Lorsque nous revenons à l’audience, nous voyons Oppenheimer complètement déshabillé alors que la procédure se poursuit. C’est un virage stylistique brutal, peut-être une représentation visuelle de sa vie personnelle littéralement mise à nu par les débats. Pourtant, cette interprétation change lorsqu’un Tatlock nu se matérialise au sommet d’Oppenheimer, remuant ses hanches alors qu’il continue de s’adresser au tableau devant lui. À travers des panoramiques lents entre Tatlock et la femme d’Oppenheimer, Kitty (Emily Blunt), assis dans le coin de l’audience, tous deux regardant directement dans la caméra, nous réalisons que la scène est ce que Kitty envisage alors que le conseil sépare l’affaire de son mari.

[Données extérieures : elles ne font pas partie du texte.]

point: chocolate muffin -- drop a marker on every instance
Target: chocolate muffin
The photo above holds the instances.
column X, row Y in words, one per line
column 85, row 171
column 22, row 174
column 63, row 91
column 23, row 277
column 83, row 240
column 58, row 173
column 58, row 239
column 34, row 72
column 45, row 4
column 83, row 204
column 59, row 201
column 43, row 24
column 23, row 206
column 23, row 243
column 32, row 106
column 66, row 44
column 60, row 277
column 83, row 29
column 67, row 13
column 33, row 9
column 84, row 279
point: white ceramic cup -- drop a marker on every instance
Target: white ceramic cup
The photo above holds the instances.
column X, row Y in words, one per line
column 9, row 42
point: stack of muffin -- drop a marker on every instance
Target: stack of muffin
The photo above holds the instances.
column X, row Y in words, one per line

L’injection d’une vision effrayante dans une salle de conférence gouvernementale par ailleurs stérile fait écho aux cauchemars surréalistes des séquences de rêve d’Inception. C’est le subconscient de Kitty qui lève la tête face au stress et à l’humiliation. C’est l’une des seules fois dans le film où nous avons son point de vue sur une situation. Plus que cela, le moment où elle établit un contact visuel avec un Jean ravi est vraiment le moment où deux femmes se parlent le plus près à Oppenheimer – en dehors d’une seule ligne jetée sur le chemin de Kitty par une hôtesse de fête. Jean redevient un vaisseau, cette fois pour les propres scrupules de Kitty à propos de son mariage.

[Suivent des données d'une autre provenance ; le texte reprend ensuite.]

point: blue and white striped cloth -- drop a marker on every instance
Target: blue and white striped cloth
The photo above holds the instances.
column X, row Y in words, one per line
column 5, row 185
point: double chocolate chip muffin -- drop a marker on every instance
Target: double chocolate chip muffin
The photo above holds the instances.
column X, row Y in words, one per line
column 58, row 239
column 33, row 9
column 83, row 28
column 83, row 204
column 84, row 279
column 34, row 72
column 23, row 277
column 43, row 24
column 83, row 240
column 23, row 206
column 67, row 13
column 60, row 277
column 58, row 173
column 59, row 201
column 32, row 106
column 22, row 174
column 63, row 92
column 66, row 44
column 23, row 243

Comme Jean, Kitty est mal desservie en ce moment. Les épouses dans les films de Nolan ont tendance à exister dans une seule catégorie – les morts. Donc, le fait qu’elle soit vivante fait un bon changement de rythme. Cependant, Kitty tombe toujours dans le trope de la femme « tragique ». Son voyage émotionnel tourne autour de son mari: s’il survivra au test de la Trinité, s’il échappera indemne à l’audience et si ses affaires continueront de nuire à leur famille. C’est le dernier qui se matérialise dans cette scène de sexe surréaliste.

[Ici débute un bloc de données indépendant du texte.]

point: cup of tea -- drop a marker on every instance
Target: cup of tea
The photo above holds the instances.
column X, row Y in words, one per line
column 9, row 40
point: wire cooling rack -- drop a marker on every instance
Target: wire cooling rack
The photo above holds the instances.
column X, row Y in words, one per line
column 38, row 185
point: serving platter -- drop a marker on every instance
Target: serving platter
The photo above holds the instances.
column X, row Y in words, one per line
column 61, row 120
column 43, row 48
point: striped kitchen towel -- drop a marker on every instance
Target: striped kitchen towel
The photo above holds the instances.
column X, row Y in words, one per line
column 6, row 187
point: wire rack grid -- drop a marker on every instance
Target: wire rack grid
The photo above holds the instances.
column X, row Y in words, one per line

Le moment de la salle de réunion d’Oppenheimer n’est ni sexy ni essayant de l’être, mais lui et la séquence citant la Bhagavad Gita sont aussi Nolan qu’une scène de sexe peut l’être. Et bien qu’il fasse des choix thématiques et stylistiques audacieux dans chacun, l’examen par Nolan des relations d’Oppenheimer à travers le sexe reste frustrant au niveau de la surface. Le simple fait que le sexe à l’écran existe même dans un film de Nolan finit par avoir plus d’impact que le contenu des scènes elles-mêmes.
Bien sûr, Oppenheimer lui-même a peut-être aimé le sexe, mais le film ne l’est certainement pas.
Oppenheimer est maintenant en salles.